Ms. Adem is seeing these changes first-hand.
“The first week she couldn’t even open her eyes. She was not healthy,” she said. “Last week, [Ms. Abdurahman] gave me a syrup [amoxicillin antibiotics], and I gave her the syrup to drink. I fed her the things [RUTF] that she gave me … When I saw such a big difference after one week, I became very happy that my child could get better with treatment near my home.”
ECHO is contributing US$2.4 million to support the management of malnutrition in Ethiopia, benefiting over 52,000 malnourished children.
Complementing these treatment services is the UNICEF-supported Community Based-Nutrition programme, which seeks to prevent malnutrition from occurring in the first place. Haremaya is among the districts where the Community-Based Nutrition programme is being implemented, and it is seeing positive results.
“We are going house-to-house and giving advice to mothers to breastfeed their children from the time they are born until they reach six months, and then to complement their breastfeeding from six months until two years of age,” Ms. Abdurahman said. “The number of malnourished children has gone down.”

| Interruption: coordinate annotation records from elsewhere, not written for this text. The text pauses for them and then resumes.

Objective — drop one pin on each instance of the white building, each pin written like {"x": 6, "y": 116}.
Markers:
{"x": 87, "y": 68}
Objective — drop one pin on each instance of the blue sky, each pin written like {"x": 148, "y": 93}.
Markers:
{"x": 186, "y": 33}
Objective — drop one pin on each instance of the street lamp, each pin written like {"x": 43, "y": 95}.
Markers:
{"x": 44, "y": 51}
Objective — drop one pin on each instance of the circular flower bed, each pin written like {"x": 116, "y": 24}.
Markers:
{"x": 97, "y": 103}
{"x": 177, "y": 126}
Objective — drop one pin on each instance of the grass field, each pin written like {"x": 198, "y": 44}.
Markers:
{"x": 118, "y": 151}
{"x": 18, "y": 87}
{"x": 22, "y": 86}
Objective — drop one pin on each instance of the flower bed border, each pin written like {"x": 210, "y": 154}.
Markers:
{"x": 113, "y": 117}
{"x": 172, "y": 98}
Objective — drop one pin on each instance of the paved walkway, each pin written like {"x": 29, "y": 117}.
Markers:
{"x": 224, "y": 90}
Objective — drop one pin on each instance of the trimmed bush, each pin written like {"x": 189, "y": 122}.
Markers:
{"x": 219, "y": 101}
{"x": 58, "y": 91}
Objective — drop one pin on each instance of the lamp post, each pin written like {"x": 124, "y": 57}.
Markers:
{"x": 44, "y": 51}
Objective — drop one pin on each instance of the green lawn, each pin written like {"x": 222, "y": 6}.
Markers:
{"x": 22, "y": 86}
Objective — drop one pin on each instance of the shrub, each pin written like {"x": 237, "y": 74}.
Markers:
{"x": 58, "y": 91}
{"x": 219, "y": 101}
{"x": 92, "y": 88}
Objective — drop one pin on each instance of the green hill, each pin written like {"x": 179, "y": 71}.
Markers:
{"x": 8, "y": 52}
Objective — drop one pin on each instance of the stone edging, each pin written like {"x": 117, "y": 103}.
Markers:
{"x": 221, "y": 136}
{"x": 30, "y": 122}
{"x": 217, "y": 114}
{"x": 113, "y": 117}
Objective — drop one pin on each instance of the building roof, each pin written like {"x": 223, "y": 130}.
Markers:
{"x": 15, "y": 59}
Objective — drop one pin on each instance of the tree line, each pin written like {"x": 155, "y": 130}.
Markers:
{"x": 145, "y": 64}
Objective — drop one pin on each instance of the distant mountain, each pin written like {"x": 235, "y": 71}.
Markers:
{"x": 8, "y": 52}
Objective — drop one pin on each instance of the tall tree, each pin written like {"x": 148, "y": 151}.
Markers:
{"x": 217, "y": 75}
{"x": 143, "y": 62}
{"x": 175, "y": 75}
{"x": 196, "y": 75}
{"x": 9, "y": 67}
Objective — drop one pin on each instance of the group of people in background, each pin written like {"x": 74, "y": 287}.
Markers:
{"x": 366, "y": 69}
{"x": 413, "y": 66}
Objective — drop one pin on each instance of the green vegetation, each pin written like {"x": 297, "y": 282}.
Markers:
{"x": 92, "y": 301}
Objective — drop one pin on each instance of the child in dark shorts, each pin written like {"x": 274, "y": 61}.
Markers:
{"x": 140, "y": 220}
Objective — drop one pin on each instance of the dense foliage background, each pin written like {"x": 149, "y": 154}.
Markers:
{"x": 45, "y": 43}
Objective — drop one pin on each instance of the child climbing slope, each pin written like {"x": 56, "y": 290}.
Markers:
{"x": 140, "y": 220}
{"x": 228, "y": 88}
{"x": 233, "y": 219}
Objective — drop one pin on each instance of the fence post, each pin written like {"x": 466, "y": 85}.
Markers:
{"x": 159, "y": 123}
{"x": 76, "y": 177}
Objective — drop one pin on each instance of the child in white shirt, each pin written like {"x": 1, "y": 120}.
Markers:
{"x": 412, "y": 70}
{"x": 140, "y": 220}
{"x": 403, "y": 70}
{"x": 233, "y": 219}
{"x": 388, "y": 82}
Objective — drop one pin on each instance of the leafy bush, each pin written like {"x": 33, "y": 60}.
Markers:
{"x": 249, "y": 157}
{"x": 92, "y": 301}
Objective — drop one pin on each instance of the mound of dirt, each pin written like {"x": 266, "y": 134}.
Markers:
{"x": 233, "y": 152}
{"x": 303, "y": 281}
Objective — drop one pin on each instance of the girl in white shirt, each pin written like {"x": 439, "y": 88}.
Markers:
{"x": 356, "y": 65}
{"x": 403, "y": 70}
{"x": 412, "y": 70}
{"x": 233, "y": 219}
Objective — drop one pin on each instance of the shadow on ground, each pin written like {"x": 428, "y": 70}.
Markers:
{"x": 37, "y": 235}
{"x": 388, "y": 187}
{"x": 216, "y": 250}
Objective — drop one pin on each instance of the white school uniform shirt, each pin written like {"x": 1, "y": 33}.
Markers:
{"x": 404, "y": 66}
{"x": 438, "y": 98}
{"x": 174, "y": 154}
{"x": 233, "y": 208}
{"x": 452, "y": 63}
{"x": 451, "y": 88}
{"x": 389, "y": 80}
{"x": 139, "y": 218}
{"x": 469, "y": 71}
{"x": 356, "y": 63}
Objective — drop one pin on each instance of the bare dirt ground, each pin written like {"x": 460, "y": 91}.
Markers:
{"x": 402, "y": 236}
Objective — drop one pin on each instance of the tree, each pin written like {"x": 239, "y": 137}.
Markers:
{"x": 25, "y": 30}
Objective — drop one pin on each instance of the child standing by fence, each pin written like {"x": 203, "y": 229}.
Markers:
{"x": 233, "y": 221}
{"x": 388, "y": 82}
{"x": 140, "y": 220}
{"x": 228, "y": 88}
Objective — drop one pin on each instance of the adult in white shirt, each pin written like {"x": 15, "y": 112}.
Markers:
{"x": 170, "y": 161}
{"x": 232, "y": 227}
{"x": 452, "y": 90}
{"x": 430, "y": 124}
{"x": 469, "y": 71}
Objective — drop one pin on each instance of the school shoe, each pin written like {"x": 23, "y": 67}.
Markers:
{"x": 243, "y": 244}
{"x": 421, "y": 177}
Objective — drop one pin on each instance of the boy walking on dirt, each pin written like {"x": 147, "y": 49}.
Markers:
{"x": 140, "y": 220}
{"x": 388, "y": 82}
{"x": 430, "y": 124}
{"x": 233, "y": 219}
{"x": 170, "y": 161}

These community-based programmes are not only improving nutrition; they are empowering communities to provide the best possible care to their children.
“We have to empower communities, we have to advocate for equity, we have to work on promotive and preventive activities, and we have to really work on social protection,” said Samson Desie, a UNICEF nutrition officer working in Oromia Region, “so that the community, by themselves, will assess their problems, will analyze their problems, and will act upon their problems using their own resources.”